Kendi sözüdür: “İçim kan ağlıyor.”
Ekrem Müdafa ise “barış” istiyor.
Kimle kim arasında barış?
Türkiye Cumhuriyeti devletiyle, bir çapulcular sürüsü olan PKK/YPG arasında barış mı?
Diyarbakır’a yaptığı ziyarette de buna benzer laflar etmişti. Barış filan diye atıp tutmuştu.
Sonra da kayyım atanan belediyelerin belediye başkanlarını yanına alıp, poz poz fotoğraf çektirmişti.
Kendince şu mesajı vermişti:
Biz iktidar olursak, belediyeleri kafanıza göre yönetebilirsiniz. Bizim iktidarımızda kayyım-mayyım yok. Hatta isterseniz, çözüm süreci bile başlatabiliriz.
Peki, belediye başkanlarının verilen görev çerçevesinde kalmaları ve “hadlerini aşmamaları” gerektiğini söyleyen Kemal Kılıçdaroğlu bu duruma ne diyor?
Ekrem İmamoğlu, resmen ve alenen “Cumhurbaşkanı adayı” edalarıyla sağda solda dolaşıyor, ilginç yurt gezileri düzenliyor, misafirlerini “başkan” edasıyla ağırlıyor.
Mesela Yunanistan eski Başbakanı Papandreu’yu çok seviyor ve onu ağırlamaktan haz duyuyor. Bu dostluğun ya da yakınlığın esbabı nedir?
Hep böyle mi devam edecek?
İmamoğlu bir tür ilan edilmemiş Cumhurbaşkanı adayı olarak ülkeyi dolaşacak, Kılıçdaroğlu da onun arkasını mı toparlayacak?
Barış Pınarı harekâtından dolayı içi kan ağlayan Kemal Kılıçdaroğlu dün grupta konuştu.
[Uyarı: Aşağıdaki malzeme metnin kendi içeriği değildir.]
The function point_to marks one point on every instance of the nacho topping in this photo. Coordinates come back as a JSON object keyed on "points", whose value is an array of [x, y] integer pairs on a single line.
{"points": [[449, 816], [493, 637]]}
Kendisine yakışır şeyler söyledi.
Mesela şunları söyledi: “Suriye’de yaralanan teröristleri Türkiye’ye getirdiler gizli gizli tedavi ettirip sonra Suriye’ye gönderdiler. Doğru söyleyeni dokuz köyden kovmak değil dokuz köyde karşılamak gerekir. Maceracı bir dış politikadan uzak durmak gerekir. Macerayı odak noktası seçen bir dış politikanın Türkiye’yi nerelere soktuğunu örnekleriyle görebiliriz. 3 milyon 600 bir Suriyeli Türkiye’de. 40 milyon TL harcadık onlar için. Ben başka bir hükümetin toprak bütünlüğüne saygı göstermezsem düşman kazanırım.”
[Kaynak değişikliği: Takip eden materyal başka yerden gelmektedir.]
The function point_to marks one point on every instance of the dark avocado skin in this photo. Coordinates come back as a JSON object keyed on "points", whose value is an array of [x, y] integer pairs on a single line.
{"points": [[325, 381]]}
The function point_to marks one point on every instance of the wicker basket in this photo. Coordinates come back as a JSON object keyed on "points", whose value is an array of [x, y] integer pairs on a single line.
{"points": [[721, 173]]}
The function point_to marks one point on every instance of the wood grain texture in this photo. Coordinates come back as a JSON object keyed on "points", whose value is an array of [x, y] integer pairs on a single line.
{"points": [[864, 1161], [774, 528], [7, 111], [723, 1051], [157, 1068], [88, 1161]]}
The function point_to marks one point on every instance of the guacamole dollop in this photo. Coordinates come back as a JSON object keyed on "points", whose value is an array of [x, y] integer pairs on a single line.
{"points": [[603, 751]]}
CHP’lilerin temellük ettiği bir alışkanlık var.
Bu alışkanlık, Ekrem Müdafa’yla birlikte zirve yaptı.
Mütemadiyen “yalan” söylüyorlar.
Peynir etmek gibi yalan söylüyorlar.
Kendisine, yıllardır, hangi “teröristlerin” Türkiye’de tedavi ettirilip yeniden Suriye’ye gönderildiği soruluyor (en az yüz kere sorulmuştur) ama hâlâ doğru dürüst cevap veremiyor.
Bir de şu:
Kılıçdaroğlu, Barış Pınarı harekâtını, “başka bir hükümetin toprak bütünlüğüne saygısızlık” olarak yorumluyor.
Suriye, yıllardır, üç ülkenin işgali altında:
Rusya, İran, Amerika... (Bu üç ülkenin Suriye’de üsleri ve kontrol noktaları bulunuyor.)
Üstelik Amerika, silahlandırdığı bir terör örgütü eliyle, Suriye’nin üçte birini “bütün”den koparmış durumda.
Siz bugüne kadar Kemal Kılıçdaroğlu’nun ağzından, bu üç ülke ve Amerika’nın silahlandırdığı terör örgütü hakkında bir itiraz cümlesi duydunuz mu?
Duyamazsınız.
Kılıçdaroğlu’na göre, Suriye’de tek “işgalci” var...
O da, bölgeyi terörden arındırmak isteyen Türkiye Cumhuriyeti Devleti.